Code Directory

Complete Reference Guide to Mental Health Codes

Feel confident every time you code mental health services with guidance from our resources, covering assessments, therapy, crisis care, family and group sessions, psychological testing, care coordination, and more, helping psychiatrists, psychologists, therapists, and behavioral health practices stay organized and confident in documenting all care provided.

ICD-10-CM

Diagnostic Classification for Mental Health Conditions

ICD-10-CM is the standard system in the United States for coding mental, behavioral, and neurodevelopmental disorders. The system groups these conditions in a dedicated chapter that includes mood disorders such as depression and bipolar disorder, anxiety conditions, trauma-related disorders like PTSD, psychotic disorders, substance use disorders, and neurodevelopmental issues. CMS adapted this framework from the World Health Organization standard to fit U.S. healthcare requirements. The specific categories allow providers to accurately record diagnoses. That accuracy helps establish clinical necessity, supports treatment decisions, enables correct reimbursement, and provides data for research and public health analysis.

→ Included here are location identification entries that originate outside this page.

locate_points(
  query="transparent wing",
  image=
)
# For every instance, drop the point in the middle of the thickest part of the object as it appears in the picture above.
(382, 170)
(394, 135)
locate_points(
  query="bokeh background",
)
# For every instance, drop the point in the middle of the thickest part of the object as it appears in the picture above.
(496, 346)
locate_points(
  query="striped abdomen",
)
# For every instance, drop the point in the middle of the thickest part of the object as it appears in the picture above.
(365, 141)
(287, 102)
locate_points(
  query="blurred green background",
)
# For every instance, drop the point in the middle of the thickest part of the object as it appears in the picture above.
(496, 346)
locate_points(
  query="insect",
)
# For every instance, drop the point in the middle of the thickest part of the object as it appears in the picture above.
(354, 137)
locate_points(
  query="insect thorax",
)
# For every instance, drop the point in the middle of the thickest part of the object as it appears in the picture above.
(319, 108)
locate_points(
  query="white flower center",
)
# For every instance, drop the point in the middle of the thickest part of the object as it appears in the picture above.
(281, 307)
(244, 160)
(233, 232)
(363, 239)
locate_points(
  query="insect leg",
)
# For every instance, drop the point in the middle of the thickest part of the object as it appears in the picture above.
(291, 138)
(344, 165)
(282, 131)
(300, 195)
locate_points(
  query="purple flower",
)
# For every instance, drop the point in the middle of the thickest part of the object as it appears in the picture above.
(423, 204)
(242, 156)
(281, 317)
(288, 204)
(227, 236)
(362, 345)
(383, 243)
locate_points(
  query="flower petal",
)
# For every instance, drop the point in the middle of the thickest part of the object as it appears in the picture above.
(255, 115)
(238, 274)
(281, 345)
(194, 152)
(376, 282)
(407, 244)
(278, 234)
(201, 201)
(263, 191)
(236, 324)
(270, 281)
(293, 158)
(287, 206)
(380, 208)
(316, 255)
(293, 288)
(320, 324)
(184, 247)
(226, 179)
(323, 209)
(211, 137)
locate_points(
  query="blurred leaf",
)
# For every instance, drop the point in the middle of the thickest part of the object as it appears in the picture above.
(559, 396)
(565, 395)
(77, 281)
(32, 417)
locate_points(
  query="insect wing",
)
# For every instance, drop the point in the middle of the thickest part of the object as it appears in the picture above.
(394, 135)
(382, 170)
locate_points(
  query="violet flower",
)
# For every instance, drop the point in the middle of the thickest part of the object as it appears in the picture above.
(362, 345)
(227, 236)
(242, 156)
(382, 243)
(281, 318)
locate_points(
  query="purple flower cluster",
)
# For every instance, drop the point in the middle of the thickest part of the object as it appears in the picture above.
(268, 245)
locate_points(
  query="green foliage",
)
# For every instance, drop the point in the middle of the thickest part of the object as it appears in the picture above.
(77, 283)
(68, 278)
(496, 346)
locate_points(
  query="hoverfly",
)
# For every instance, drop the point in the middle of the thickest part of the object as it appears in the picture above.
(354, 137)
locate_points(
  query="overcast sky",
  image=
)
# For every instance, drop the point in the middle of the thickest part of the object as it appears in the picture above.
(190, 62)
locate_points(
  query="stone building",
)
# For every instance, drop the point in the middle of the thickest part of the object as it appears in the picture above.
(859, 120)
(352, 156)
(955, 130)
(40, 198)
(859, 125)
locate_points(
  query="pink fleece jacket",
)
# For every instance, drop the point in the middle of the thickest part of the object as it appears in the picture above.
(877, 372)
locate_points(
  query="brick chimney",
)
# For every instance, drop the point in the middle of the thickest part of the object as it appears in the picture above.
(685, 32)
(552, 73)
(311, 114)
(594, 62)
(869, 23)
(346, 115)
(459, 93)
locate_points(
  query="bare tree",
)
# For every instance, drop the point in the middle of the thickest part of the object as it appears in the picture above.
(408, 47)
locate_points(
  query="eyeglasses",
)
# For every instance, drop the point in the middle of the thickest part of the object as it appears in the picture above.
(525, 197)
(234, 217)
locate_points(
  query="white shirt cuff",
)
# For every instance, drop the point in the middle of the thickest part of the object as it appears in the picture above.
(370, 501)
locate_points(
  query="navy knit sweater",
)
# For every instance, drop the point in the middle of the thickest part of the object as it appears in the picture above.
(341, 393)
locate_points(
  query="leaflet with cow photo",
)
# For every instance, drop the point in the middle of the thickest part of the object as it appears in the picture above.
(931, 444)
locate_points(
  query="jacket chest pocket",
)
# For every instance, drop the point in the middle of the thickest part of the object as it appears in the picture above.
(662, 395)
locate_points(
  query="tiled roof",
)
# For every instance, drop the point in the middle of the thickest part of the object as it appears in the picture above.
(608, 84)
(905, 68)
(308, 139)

CPT (Current Procedural Terminology)

Procedure Reporting for Behavioral Health Services

CPT, a numeric system updated annually by the AMA, is used to report behavioral health services. It covers initial diagnostic evaluations, individual psychotherapy in varying session lengths, crisis interventions with extended time, family psychotherapy with or without the patient, group sessions, complex case adjustments, combined evaluation and psychotherapy, psychological and neuropsychological testing, and collaborative care management. This approach lets clinicians specify the type and extent of care. Payers then process claims correctly, and providers stay fully compliant with documentation standards.

HCPCS Level II

Supplementary Identifiers for Specialized Behavioral Services

HCPCS Level II identifiers, managed by CMS, cover services and programs outside the main procedure system. These often involve non-physician providers or structured outpatient care. The identifiers apply to behavioral health services in primary care, psychiatric collaborative care, general care management, partial hospitalization programs, intensive outpatient programs, specific screenings, and reported to Medicare or Medicaid. Practices use this layer to bill accurately for coordinated care, monitoring, and intensive treatments under different payer guidelines.

Modifiers

Clarifiers for Service Context and Delivery

Two-character modifiers are added to procedure codes to provide extra details about the circumstances of the service. Typical applications mark telehealth through video or audio-only modes, note master’s-level clinicians, separate clinical evaluation from psychotherapy in one encounter, or indicate high complexity. Modifiers align claims with payer policies on remote care, combined services, and provider scope of practice. Proper use can reduce claim delays. Providers see higher approval rates on first submission.